Él veía a Carolina como una mujer demasiado adulta, pero apenas tenía 27. Aunque no era cualquier cosa: era 10 años mayor. Finalmente se mostró totalmente desnuda ante los ojos desbocados de Ernesto. “¿Te gusta lo que ves?” y él asiente con un gesto casi autista. Se acercó sinuosamente a él, se le sentó encima y empezó a besarlo profusamente. Agarró sus manos y las puso sobre sus senos. “Tócame, manoséame. Todo esto es para ti”.

“Perozo Franco, Giselle Andreína”.

Carolina se paró y le dio la espalda a Ernesto. Admiró ese mínimo cuerpo, pero perfecto. Morena, de piel brillante, con unas nalgas perfecta, con ese provocativo caminar. “¿Qué esperas para terminar de desnudarte? ¿Que digan tu nombre allá en el auditorio?
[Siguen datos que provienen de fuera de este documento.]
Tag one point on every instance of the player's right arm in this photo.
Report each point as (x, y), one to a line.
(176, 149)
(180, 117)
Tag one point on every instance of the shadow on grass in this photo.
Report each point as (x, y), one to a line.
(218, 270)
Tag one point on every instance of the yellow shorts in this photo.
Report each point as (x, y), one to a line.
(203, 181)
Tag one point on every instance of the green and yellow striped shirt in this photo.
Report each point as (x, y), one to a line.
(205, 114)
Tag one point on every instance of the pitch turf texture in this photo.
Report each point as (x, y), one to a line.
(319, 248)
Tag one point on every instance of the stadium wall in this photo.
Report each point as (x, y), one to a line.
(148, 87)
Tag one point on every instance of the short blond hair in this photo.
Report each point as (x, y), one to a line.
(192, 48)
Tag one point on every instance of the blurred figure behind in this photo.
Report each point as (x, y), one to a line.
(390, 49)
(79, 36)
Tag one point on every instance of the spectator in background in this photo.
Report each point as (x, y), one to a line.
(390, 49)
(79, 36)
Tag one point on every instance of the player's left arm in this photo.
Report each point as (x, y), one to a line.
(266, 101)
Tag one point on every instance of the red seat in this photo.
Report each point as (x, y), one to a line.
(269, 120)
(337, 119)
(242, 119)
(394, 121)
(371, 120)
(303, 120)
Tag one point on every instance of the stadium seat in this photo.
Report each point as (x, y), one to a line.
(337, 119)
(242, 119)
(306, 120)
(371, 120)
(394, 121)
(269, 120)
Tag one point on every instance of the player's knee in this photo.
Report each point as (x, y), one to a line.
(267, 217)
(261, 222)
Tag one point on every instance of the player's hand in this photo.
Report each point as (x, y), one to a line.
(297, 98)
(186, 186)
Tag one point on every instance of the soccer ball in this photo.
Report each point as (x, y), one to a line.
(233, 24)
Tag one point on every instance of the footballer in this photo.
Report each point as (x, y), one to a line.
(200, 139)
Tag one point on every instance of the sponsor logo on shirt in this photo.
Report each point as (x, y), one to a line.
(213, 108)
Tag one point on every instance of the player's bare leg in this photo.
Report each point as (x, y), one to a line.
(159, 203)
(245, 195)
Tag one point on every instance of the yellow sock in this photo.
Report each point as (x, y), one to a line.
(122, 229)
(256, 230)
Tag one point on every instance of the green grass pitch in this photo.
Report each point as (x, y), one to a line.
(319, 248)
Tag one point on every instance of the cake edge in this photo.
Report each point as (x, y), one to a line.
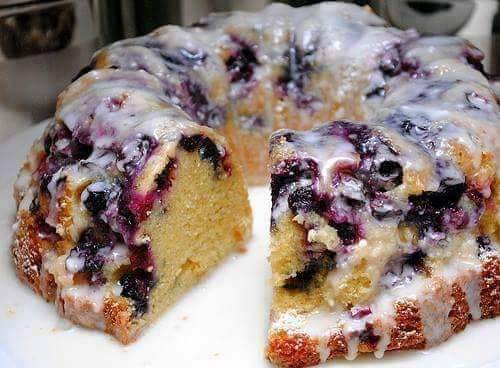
(298, 349)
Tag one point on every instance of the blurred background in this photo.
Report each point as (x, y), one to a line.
(43, 44)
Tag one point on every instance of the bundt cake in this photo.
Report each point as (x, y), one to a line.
(124, 203)
(384, 234)
(137, 188)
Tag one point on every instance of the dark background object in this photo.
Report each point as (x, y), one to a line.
(43, 44)
(45, 30)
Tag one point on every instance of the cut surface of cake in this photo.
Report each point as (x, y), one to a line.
(124, 203)
(384, 235)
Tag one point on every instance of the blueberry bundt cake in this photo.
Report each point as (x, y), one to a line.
(124, 203)
(132, 192)
(384, 234)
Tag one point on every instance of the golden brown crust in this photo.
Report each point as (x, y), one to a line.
(27, 250)
(118, 317)
(297, 350)
(490, 288)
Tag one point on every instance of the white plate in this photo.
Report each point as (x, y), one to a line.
(220, 323)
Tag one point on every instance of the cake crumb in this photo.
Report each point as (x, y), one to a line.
(241, 249)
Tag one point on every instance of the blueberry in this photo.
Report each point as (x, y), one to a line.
(304, 279)
(301, 199)
(427, 209)
(391, 173)
(84, 70)
(383, 207)
(477, 102)
(455, 219)
(297, 73)
(360, 312)
(484, 245)
(347, 232)
(207, 149)
(96, 196)
(136, 285)
(290, 171)
(390, 63)
(134, 153)
(368, 336)
(88, 248)
(416, 260)
(164, 179)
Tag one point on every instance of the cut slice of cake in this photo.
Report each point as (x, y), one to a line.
(124, 204)
(383, 236)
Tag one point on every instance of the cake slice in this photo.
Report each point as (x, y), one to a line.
(124, 204)
(384, 236)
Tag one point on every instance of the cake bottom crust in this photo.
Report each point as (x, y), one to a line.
(295, 349)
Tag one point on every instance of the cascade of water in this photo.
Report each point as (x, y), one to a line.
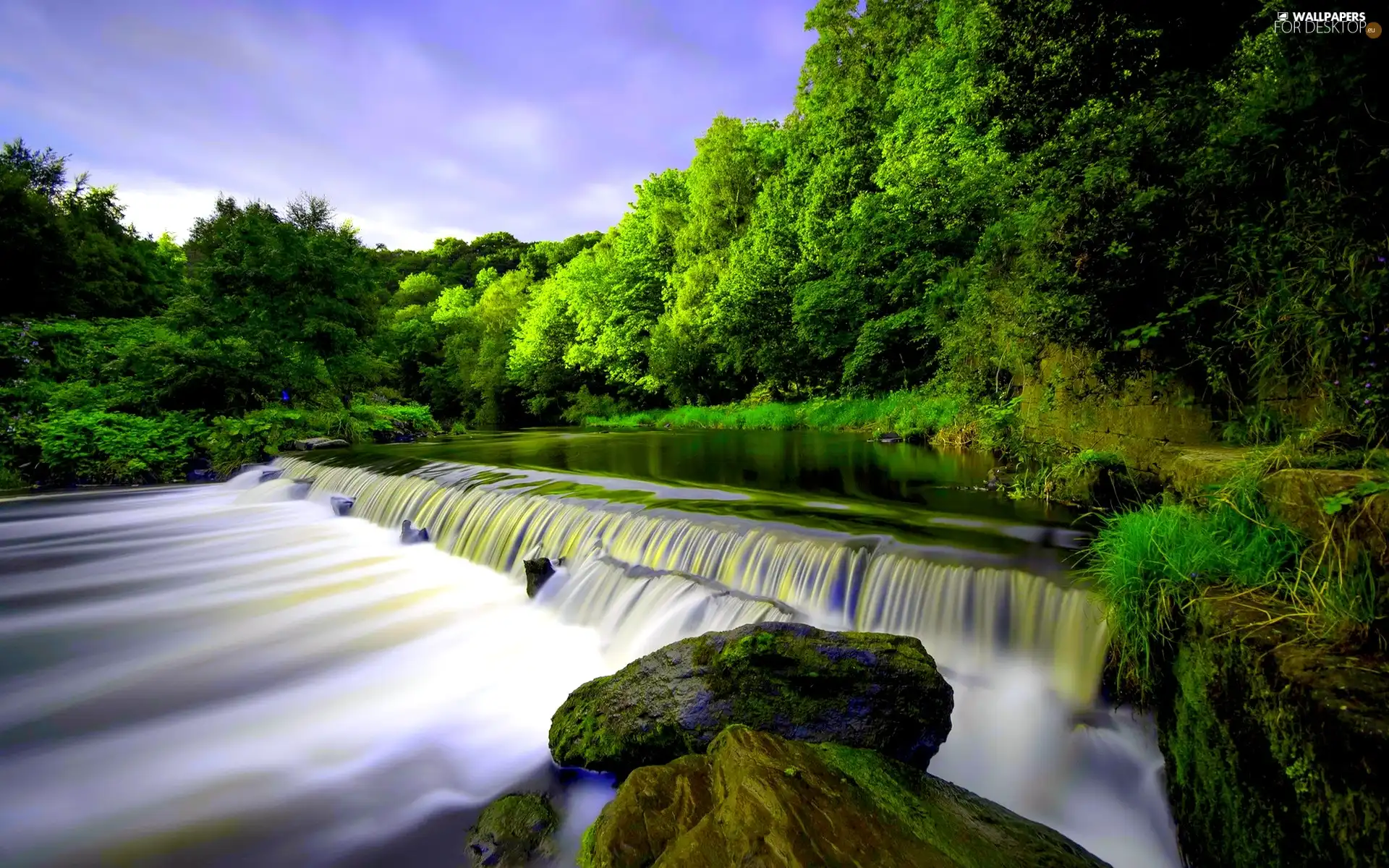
(234, 676)
(964, 613)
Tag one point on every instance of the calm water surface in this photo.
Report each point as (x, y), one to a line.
(232, 674)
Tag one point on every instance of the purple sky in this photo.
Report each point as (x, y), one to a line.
(417, 120)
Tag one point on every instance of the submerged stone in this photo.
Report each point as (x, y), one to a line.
(312, 443)
(538, 571)
(757, 799)
(513, 831)
(860, 689)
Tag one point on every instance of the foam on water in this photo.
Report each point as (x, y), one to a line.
(235, 676)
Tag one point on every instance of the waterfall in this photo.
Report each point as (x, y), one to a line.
(966, 614)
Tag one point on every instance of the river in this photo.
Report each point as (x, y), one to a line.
(232, 674)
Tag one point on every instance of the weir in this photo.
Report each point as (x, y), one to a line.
(966, 614)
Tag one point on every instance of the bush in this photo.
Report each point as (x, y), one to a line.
(235, 441)
(119, 448)
(260, 434)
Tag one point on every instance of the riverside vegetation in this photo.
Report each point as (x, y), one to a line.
(1185, 200)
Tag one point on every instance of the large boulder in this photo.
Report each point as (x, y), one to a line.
(312, 443)
(513, 831)
(860, 689)
(757, 799)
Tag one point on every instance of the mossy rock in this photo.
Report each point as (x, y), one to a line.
(860, 689)
(757, 799)
(513, 831)
(1194, 471)
(1298, 498)
(1274, 744)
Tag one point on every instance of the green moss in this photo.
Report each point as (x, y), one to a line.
(513, 831)
(587, 857)
(868, 689)
(1273, 745)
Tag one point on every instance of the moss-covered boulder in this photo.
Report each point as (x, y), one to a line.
(756, 799)
(1275, 742)
(513, 831)
(862, 689)
(1359, 524)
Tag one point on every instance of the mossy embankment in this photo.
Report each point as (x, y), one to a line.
(1242, 563)
(1274, 739)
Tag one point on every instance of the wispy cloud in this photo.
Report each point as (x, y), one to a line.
(528, 117)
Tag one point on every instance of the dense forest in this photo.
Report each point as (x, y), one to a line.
(960, 185)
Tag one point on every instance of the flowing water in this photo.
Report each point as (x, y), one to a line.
(232, 674)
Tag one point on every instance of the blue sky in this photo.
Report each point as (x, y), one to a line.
(417, 120)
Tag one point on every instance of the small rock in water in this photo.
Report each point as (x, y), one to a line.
(538, 571)
(513, 833)
(312, 443)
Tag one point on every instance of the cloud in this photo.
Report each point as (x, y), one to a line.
(157, 206)
(534, 119)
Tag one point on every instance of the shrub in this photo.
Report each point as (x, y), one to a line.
(119, 448)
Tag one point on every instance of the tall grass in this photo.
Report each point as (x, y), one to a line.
(907, 413)
(1150, 563)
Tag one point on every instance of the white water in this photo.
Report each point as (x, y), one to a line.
(260, 682)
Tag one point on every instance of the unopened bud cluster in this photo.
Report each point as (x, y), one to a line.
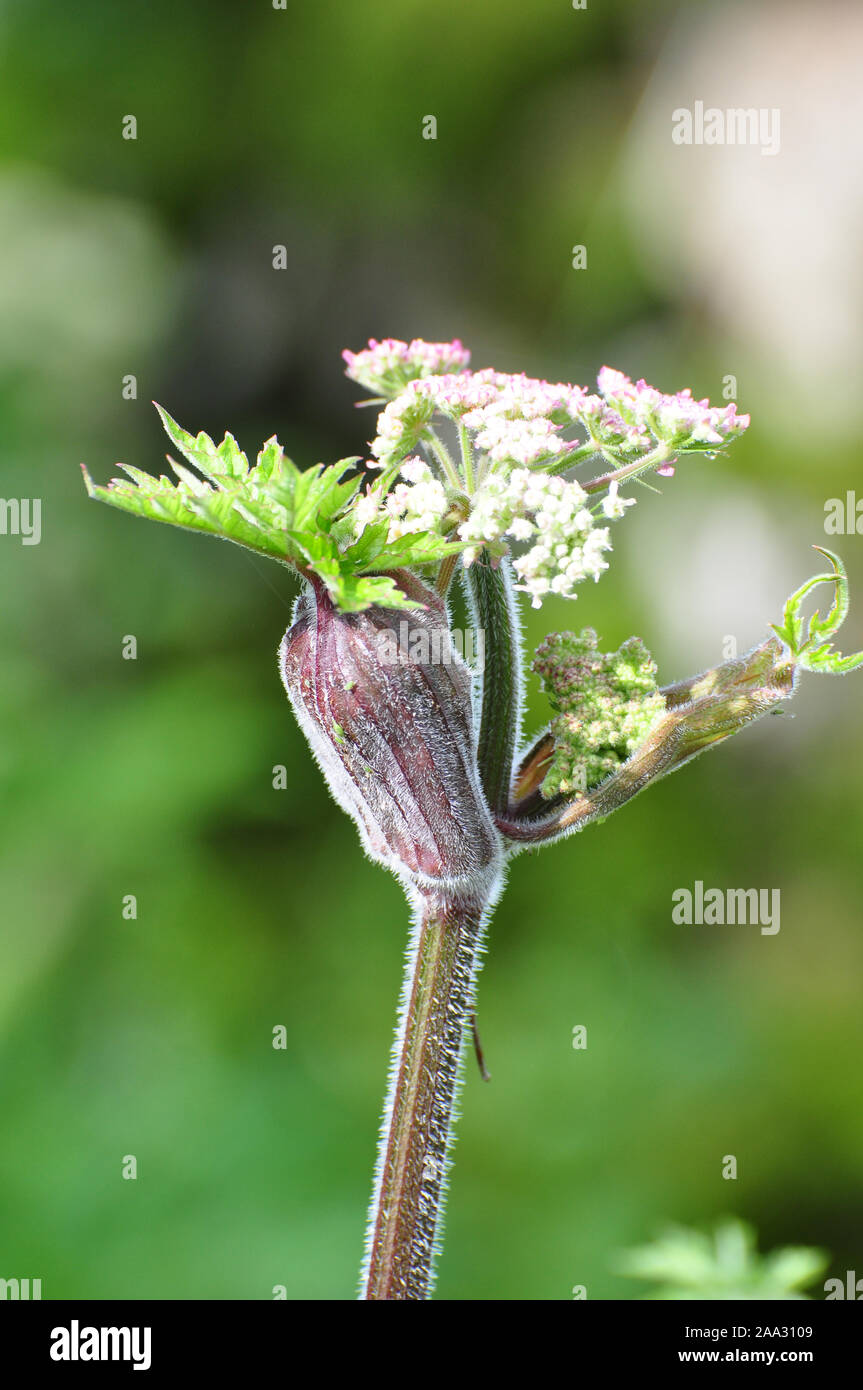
(606, 704)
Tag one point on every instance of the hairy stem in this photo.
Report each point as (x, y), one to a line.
(410, 1179)
(489, 592)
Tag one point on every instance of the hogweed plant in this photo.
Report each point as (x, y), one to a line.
(471, 476)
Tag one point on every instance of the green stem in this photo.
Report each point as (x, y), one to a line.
(444, 458)
(663, 453)
(410, 1182)
(489, 592)
(467, 458)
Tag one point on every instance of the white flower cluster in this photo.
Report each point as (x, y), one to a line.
(514, 419)
(417, 503)
(553, 514)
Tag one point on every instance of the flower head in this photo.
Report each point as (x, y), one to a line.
(606, 704)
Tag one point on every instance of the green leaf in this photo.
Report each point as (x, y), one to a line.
(688, 1264)
(275, 509)
(809, 647)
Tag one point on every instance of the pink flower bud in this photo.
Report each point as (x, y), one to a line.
(385, 704)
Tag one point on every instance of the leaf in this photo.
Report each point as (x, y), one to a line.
(275, 509)
(688, 1264)
(810, 648)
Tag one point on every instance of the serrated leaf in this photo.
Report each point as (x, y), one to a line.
(275, 509)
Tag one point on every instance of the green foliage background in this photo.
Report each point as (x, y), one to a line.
(154, 777)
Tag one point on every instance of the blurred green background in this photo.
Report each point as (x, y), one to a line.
(259, 127)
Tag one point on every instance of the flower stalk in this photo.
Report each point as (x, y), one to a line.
(413, 1158)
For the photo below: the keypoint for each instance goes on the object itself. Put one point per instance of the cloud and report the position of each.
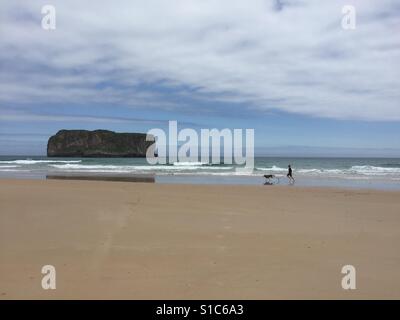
(291, 56)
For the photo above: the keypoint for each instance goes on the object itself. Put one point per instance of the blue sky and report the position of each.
(285, 68)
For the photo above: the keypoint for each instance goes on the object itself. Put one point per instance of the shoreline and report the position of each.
(117, 240)
(204, 179)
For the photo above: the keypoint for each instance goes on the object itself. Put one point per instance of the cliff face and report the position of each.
(98, 143)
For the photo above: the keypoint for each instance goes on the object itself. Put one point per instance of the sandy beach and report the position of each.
(119, 240)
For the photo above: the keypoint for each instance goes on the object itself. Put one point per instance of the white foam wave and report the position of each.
(371, 170)
(190, 163)
(28, 161)
(273, 168)
(113, 168)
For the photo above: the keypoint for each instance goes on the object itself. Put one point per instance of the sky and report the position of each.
(287, 69)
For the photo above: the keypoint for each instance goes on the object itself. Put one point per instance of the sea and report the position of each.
(370, 173)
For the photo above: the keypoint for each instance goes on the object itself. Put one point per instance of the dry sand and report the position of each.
(110, 240)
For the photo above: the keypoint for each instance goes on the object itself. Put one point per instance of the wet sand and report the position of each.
(118, 240)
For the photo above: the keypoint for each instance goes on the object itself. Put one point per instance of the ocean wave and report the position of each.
(184, 164)
(28, 161)
(114, 168)
(273, 168)
(371, 170)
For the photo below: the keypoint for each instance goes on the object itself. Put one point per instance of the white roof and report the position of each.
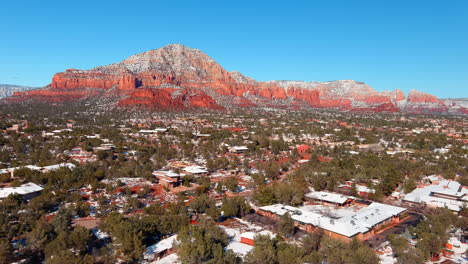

Ven, tómame. Todo esto es para ti”, lo retó mientras se inclinaba sobre el escritorio de la administradora y abría sus piernas, dejando ver la entrada al paraíso. Ese, el centro de todas sus fantasías. Ernesto se desnudó con desespero, mientras Carolina lo miraba de reojo y admiraba ese joven cuerpo, definido, demasiado fresco, demasiado varonil. Y una dotación que la complació bastante. Ernesto se paró detrás de ella, sostuvo su pene rígido y la penetró. Finalmente. Después de fantasear millones de veces con esa pequeña y exuberante morena, era suya. La embistió como si el mundo fuera a acabarse en cinco minutos. De cierta forma era así, pronto lo nombrarían y a como dé lugar tendría que estar en el auditorio de vuelta.

“Ramírez Urbina, Germán Carlos”.

Ernesto volteó a Carolina, la alzó rápidamente y la sentó en el escritorio. Volvió a penetrarla mientras manoseaba sus tetas. Mordía sus labios. Estaba extasiado. Estaba alucinando. Su pene estaba abarrotado de placer. Jamás se había sentido así. Carolina  no paraba de gemir y de verlo lujuriosamente con esos profundos ojos negros. La morena más deseada de ese colegio era de él. Nadie se lo creería. No importaba, él sabía que había estado dentro de ella para nunca más salir. Y ella, dentro de sus fantasías, ahora cumplidas. Ernesto cerró los ojos mientras seguía penetrándola y apretó sus manos alrededor de los senos de ella. Carolina detectó rápidamente la primera contracción y se agachó. Lo masturbó violentamente, viéndolo directo a los ojos. “Así es mi niño, dámela toda anda. Quiero probarte hasta la última gota”. Abrió la boca y no dejó escapar nada. Ernesto exhaló la vida completa. Sonrió la felicidad infinita. Respiró todo el oxígeno del planeta. Era hombre finalmente. 

-          Samán Ortega, Ernesto Santiago –había llegado su turno.

-          Samán Ortega, Ernesto Santiago

-          Samán Ortega, Ernesto Santiago – era el tercer llamado del joven - ¿dónde está el bachiller que no sube a la tarima? – increpaba el moderador mientras asomaba la vista hacia las sillas.

“¡Coño Ernesto te están llamando!, ¡reacciona pana!, ¿qué te pasa?”, le gritó casi al oído Virginia, su mejor amiga, mientras lo sacudía por el hombro izquierdo. Ernesto salió de su letargo y volvió al auditorio. Sí, lo planificó todo cautelosamente. Sí, el plan era perfecto, nadie los iba a descubrir. Pero sencillamente se quedó sentado en su silla, atado por los nervios. Él subiría a recibir su título y sería uno más de los que fantasearía por siempre con Carolina. Allá, ella lo esperaba ansiosamente para darse cuenta que nunca vendría. Sumidas en la labor de terminar la nómina, las prístinas uñas de Carolina no se clavarían en la espalda de Ernesto, nunca. Jamás.